HDFS - Quota Management

This post explains how to set space and named quotas in hdfs, hadoop

HDFS Quotas:

You can set two types of quotas in HDFS

a. Space Quota: The amount of space used by given directory

b. Name Quota: The number of file and directory names used.

Notes:

  • Quotas for space and names are independent of each other
  • File and directory creation fails if creation would cause the quota to be exceeded.
  • Block allocations fail if the quota would not allow a full block to be written.
  • Each replica counts against quota. For eg. if user is writing 3GB file with replication factor of 3, then 9GB will be consumed from his quota.
  • Largest quota is Long.Max_Value

HDFS Quota Operations:

a. Set a Name quota:

ACL: Only admin can perform this operation.

Command: Hadoop admin can use following command to set name quota.

hadoop dfsadmin -setQuota number_of_files path

eg.

hadoop dfsadmin -setQuota 100 /grid/landing

Explanation: It sets hadoop quota to 100, which means user can create 100 files including directories under /grid/landing path.

b. Clear a Name quota:

ACL: Only admin can perform this operation.

Command: Hadoop admin can use following command to clear name quota.

hadoop dfsadmin -clearQuota path

eg.

hadoop dfsadmin -clearQuota /grid/landing 

c. Set Space quota:

ACL: Only admin can perform this operation.

Command: To set space quota, hadoop admin can use following command,

hadoop dfsadmin -setSpaceQuota size path

eg.

hadoop dfsadmin -setSpaceQuota 15G /grid/landing

Explanation: It means user can write upto 5GB ( 5 * 3 = 15) of data under /grid/landing path , assuming the replication factor of 3. Here user cannot write data less than block size. why? Because HDFS assumes an entire block will be filled, when its allocated. eg. say, if some path /projects/ingestion has quota of 50 MB, and if someone is writing a file of 10MB under this path, it’ll fail, because of quota violation. Here HDFS thinks user is writing 384MB (128 * 3) data, instead of (10 * 3 = 30 MB).

d. Clear Space quota:

ACL: Only admin can perform this operation.

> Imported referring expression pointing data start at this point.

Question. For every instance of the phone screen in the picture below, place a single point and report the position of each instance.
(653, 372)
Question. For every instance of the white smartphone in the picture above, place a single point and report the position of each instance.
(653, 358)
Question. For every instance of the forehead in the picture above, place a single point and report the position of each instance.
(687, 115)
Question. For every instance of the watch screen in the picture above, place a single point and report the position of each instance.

Command: To clear space quota, admin can use following command,

hadoop dfsadmin -clearSpaceQuota path

eg.

hadoop dfsadmin -clearSpaceQuota /grid/landing

e. Get quota allocation of Path:

ACL: Anyone can check quota allocation of path

Command: Hadoop admin can use following command to check quota allocation of a path,

hadoop fs -count -q path

eg.

hadoop fs -count -q /grid

Explanation: Above command will give output of following format,

hadoop fs -count -q /grid
9223372036854775807 9223372036854775333 none  inf  141  333 655855032 /grid

where ,

column1 –> Namespace quota, which means total 9223372036854775807 files can be created
column2 –> Available Namespace quota, user can add 9223372036854775333 files .
column3 –> Space quota
column4 –> Available space quota
column5 –> Number of directories
column6 –> Number of Files
column7 –> Size of content available
column8 –> Path